概要
雇用者から賃金が支払われない残業のことを指す。違法行為であり、罰則が存在しているにも関わらず、水面下では常態化していると言われている。
背景
正規雇用を減らし、残業させられない非正規雇用が増えたために、正規労働者が時間外の労働を強いられていることが多い。ただし、場合によっては時給制のアルバイトですらサービス残業を強いられる職場がある。
当然ながら、正規の雇用時間では出来ない仕事を遂行しなければならないので、時間外の労働、つまり残業を行う事になるのだが、前述の通り、雇用者側としては人件費を抑えるために残業を認めたくないというのが本音である。

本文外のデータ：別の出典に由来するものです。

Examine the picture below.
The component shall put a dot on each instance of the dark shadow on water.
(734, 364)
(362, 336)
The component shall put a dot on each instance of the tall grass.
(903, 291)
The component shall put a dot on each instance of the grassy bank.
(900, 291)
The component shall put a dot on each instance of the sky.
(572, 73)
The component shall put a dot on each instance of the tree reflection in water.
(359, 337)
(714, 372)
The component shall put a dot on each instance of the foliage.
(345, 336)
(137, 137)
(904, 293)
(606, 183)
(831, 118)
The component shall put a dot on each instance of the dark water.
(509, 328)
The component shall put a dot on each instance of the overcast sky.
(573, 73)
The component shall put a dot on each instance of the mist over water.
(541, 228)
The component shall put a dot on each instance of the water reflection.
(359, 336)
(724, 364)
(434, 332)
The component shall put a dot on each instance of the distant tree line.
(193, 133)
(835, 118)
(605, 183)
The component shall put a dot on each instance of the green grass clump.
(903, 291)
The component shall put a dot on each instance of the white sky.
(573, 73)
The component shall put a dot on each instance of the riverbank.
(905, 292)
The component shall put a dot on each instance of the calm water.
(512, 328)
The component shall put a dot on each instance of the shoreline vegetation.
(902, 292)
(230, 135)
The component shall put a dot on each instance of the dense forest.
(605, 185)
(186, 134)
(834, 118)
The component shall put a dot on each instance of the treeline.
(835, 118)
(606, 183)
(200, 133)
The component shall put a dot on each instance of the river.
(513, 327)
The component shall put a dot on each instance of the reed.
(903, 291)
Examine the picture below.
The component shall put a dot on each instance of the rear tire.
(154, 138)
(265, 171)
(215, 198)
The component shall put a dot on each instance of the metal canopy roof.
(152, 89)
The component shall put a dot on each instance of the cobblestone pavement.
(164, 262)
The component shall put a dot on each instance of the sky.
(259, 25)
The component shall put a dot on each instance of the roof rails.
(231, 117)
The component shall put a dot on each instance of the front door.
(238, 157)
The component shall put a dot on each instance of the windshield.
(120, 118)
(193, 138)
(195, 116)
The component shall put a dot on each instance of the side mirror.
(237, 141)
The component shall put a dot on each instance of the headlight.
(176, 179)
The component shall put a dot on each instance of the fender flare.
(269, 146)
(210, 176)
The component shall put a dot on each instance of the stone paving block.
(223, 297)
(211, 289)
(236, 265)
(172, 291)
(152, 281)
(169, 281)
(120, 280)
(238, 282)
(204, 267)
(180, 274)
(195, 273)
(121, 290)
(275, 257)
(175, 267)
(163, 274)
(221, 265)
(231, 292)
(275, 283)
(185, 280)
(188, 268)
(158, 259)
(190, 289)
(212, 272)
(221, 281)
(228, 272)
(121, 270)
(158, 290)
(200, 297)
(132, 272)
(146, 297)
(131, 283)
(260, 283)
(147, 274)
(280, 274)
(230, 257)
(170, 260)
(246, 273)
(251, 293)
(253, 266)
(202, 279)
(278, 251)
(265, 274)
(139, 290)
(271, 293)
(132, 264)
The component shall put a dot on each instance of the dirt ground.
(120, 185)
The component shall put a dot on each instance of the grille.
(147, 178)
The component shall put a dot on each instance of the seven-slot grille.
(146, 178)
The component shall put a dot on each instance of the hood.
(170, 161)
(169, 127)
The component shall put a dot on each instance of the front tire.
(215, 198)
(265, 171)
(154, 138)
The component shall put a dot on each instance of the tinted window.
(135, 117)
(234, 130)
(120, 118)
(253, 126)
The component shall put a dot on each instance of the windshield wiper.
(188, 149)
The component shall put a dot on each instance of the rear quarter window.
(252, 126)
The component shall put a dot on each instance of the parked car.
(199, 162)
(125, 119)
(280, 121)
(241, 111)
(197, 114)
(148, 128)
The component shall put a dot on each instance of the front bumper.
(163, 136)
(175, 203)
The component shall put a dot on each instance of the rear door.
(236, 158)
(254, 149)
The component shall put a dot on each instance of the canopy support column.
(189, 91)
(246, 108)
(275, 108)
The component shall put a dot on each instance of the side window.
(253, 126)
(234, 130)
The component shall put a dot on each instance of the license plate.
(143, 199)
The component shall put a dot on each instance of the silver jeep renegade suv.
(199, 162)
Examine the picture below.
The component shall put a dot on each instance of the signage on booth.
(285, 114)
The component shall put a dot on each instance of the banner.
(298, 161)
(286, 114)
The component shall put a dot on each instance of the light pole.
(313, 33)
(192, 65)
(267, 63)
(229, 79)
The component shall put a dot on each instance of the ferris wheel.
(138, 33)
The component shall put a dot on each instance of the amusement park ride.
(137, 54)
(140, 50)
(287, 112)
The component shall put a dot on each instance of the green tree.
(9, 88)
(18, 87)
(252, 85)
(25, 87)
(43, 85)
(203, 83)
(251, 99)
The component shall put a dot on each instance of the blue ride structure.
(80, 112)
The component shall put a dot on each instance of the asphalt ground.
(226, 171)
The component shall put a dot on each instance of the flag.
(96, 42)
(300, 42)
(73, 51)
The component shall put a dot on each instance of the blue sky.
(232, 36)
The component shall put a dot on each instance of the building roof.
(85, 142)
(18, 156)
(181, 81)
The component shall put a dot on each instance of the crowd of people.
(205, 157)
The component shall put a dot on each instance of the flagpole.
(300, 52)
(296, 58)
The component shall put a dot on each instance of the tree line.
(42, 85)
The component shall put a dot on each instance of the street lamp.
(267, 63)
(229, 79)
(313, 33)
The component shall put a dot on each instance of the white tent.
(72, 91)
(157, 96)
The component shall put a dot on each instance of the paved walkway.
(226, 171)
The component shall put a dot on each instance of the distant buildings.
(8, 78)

その結果、労働者側が「自主的に」サービス残業を行わざるを得なくなる。
前述のようにサービス残業そのものはたった1分であっても違法であるため、労働者は権利としてはサービス残業を拒否できるし、強いられた場合には会社側を訴えることも可能であるが、実際問題、雇用者や他の社員との関係を考えればそのようなことは退職でもしない限り困難である。
「30分単位で記入すること」と定められることもあるが、それは違法である。なぜなら、29分の残業を毎日していても、残業代はもらえなくなってしまうからである。ただし、1か月の合計が29分以下の場合は切り捨てられる。

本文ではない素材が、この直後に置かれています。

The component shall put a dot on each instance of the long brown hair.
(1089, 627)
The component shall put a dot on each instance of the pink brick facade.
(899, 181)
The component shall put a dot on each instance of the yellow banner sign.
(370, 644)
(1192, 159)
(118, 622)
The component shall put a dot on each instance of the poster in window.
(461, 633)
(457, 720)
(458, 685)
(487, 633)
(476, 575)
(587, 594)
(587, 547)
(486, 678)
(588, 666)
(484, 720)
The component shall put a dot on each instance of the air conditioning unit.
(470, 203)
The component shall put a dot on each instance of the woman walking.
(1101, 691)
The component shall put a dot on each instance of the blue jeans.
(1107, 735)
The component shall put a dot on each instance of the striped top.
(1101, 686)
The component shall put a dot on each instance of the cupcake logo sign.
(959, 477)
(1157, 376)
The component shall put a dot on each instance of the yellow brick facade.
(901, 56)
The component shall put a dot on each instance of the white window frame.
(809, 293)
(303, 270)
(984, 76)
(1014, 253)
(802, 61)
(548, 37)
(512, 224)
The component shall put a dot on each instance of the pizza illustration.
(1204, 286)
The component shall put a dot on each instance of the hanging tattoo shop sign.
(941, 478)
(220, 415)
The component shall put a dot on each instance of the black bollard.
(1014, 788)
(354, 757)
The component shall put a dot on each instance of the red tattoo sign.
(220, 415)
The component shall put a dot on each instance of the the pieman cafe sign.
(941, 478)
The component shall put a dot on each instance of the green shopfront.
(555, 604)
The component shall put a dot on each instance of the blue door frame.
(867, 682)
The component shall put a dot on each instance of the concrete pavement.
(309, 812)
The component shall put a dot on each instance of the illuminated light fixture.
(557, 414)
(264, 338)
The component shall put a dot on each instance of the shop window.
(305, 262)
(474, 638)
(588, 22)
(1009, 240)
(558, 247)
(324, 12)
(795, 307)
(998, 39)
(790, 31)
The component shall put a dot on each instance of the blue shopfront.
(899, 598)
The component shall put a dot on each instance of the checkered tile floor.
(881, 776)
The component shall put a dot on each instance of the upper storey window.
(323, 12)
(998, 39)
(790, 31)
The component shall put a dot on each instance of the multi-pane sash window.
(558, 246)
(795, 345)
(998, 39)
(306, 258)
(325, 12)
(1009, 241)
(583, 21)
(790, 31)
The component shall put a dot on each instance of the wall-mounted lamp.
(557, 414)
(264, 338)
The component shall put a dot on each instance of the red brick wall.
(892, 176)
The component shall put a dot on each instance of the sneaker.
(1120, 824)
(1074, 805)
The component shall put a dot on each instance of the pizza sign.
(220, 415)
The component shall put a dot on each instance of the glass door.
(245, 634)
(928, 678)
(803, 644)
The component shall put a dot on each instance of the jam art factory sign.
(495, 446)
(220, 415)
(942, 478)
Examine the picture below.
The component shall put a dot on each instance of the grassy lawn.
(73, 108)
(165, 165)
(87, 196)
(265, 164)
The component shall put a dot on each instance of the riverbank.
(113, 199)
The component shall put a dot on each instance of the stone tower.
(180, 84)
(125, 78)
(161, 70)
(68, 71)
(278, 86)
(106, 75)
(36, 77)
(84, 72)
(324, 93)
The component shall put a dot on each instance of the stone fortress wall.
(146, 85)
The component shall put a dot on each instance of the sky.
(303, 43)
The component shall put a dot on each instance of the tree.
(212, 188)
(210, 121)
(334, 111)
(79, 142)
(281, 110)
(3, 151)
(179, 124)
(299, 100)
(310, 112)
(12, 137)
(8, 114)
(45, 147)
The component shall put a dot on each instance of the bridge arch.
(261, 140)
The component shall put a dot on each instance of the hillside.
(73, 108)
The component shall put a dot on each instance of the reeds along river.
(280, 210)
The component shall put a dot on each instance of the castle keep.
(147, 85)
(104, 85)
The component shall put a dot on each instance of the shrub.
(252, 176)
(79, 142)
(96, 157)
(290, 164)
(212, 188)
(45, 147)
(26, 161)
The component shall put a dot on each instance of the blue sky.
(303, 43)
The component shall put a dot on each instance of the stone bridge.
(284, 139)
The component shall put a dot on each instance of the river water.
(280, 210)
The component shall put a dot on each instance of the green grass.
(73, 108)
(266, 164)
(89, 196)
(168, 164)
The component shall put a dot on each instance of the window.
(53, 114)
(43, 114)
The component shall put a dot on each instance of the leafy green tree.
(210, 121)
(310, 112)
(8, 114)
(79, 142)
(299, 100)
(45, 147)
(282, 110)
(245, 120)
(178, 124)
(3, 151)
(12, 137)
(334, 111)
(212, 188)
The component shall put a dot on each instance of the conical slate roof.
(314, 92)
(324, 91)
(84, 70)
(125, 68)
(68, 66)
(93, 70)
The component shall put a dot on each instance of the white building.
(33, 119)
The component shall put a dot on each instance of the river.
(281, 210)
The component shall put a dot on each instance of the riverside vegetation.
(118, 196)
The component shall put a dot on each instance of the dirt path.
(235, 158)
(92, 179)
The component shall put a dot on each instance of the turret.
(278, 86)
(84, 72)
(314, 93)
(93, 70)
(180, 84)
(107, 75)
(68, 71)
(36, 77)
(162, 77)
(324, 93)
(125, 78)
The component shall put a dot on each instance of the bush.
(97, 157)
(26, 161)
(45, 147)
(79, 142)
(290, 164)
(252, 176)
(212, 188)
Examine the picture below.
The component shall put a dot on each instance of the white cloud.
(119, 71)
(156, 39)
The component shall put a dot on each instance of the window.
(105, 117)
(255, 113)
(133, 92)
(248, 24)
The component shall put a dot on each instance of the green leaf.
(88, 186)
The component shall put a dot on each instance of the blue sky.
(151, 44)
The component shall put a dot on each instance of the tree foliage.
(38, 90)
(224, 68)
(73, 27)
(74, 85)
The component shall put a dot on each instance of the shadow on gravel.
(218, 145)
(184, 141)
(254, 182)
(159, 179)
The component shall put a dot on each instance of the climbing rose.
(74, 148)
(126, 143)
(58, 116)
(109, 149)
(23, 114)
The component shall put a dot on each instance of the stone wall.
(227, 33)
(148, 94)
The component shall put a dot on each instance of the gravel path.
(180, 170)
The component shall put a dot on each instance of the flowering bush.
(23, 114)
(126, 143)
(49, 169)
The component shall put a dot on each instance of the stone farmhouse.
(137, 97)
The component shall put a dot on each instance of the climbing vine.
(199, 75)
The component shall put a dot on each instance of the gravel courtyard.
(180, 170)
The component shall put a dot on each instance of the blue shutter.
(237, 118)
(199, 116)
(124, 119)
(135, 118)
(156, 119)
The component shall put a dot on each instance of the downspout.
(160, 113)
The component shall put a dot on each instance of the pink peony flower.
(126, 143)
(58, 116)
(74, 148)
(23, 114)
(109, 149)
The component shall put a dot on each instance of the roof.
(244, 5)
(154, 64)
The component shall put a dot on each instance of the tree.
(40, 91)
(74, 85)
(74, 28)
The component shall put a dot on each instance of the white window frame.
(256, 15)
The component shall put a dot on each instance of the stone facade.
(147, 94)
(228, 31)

こういったわけで、サービス残業を取り締まる立場の公務員ですらサービス残業が日常化しているのが実態であるが、度重なるサービス残業の結果、過労死、過労自殺などを招くこともあり、社会問題の一つにもなってしまっている。
対策
労働基準法の規定により、労働者は労働基準監督署へ賃金不払いの申告をすることができる。サービス残業が常態化している職場では、日々の勤務時間を記録しておき、退職時に残業代を請求しよう。
なお現在日本経団連は、残業代支払いで利益が圧迫されないよう残業という概念自体をなくすことを提唱している(何百時間働いても残業にはならないので、月給は変わらないわけである)。
これを受けて検討されているホワイトカラーエグゼンプションが制度化されると、労働者の未払い賃金請求やサービス残業などのブラック企業を取り締る根拠がなくなり、実質賃金水準の低下や過労死が今以上に横行することが懸念されている。